The Interior of

Most of the interior of Jupiter is liquid (primarily hydrogen and about 10% helium). The central temperatures are thought to lie in the 13,000-35,000 degree Celsius range, and the central pressure is about 100 million Earth atmospheres. We infer indirectly that the small core (perhaps a few tens of Earth masses) is rocky.

Liquid Metallic Hydrogen

The inner layers of highly compressed hydrogen are in a state that has never been produced on the Earth. Normally, hydrogen does not conduct heat or electricity very well, which are defining characteristics for a metal. Thus, under normal conditions hydrogen is not a metal. Under the extreme pressure found deep inside Jupiter, theory suggests that the electrons are released from the hydrogen molecules and are free to move about the interior. This causes hydrogen to behave as a metal: it becomes conducting for both heat and electricity.

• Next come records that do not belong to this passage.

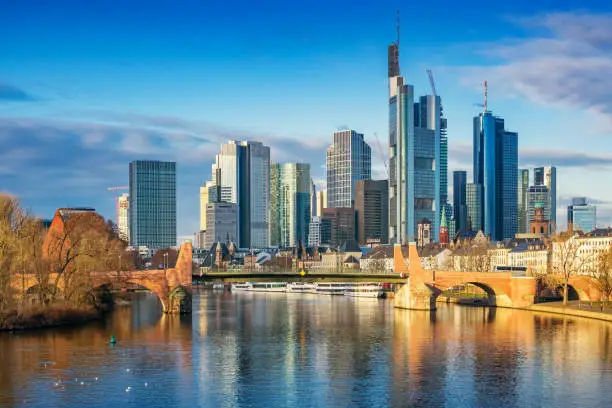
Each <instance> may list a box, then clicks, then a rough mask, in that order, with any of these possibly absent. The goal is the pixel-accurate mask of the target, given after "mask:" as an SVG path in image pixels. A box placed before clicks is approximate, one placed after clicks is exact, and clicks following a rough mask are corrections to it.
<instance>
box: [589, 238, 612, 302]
mask: <svg viewBox="0 0 612 408" xmlns="http://www.w3.org/2000/svg"><path fill="white" fill-rule="evenodd" d="M591 276H592V277H593V281H594V285H595V287H596V288H597V289H598V290H599V292H600V293H601V297H602V298H603V300H604V301H606V302H607V301H609V300H610V296H611V295H612V246H610V248H608V250H607V251H605V252H604V253H601V254H599V256H598V258H597V265H596V267H595V268H594V270H593V271H592V274H591Z"/></svg>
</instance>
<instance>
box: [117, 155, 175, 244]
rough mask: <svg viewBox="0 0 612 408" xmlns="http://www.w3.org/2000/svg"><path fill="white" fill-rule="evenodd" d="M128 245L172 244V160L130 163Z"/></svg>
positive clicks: (173, 194)
mask: <svg viewBox="0 0 612 408" xmlns="http://www.w3.org/2000/svg"><path fill="white" fill-rule="evenodd" d="M129 212H130V217H129V219H130V245H132V246H135V247H138V246H147V247H149V248H150V249H157V248H167V247H170V246H174V245H176V163H174V162H162V161H148V160H137V161H133V162H131V163H130V195H129Z"/></svg>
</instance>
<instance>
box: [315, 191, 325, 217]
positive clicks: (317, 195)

The intense magnetic field of Jupiter is thought to result from electrical currents in this region of metallic hydrogen that is spinning rapidly and thought to compose 75% of the planet's mass. We are limited in our understanding of Jupiter's interior by the fact that we have no laboratory knowledge of the behavior of hydrogen under such conditions and are forced to rely on theory. Conversely, the properties of Jupiter provide a stringent test of our understanding of matter under such extreme conditions.

Internal Source of Energy

Jupiter radiates 1.6 times a much energy as falls on it from the Sun. Thus, Jupiter has an internal heat source. It is thought that much of this heat is residual heat left over from the original collapse of the primordial nebula to form the Solar System, but some may come from slow contraction (liquids are highly incompressible, so Jupiter cannot be contracting very much.) This internal heat source is presumably responsible for driving the complex weather pattern in its atmosphere, unlike the Earth where the primary heat source driving the weather is the Sun.

A Large Planet or a Failed Star?

Calculations suggest that Jupiter lacks the mass to initiate hydrogen fusion reactions in its core and become a star by about a factor of 100. Since factors of 100 are not so large on astrophysical mass scales, it is legitimate at some level to view Jupiter as either a very large planet, or a failed star.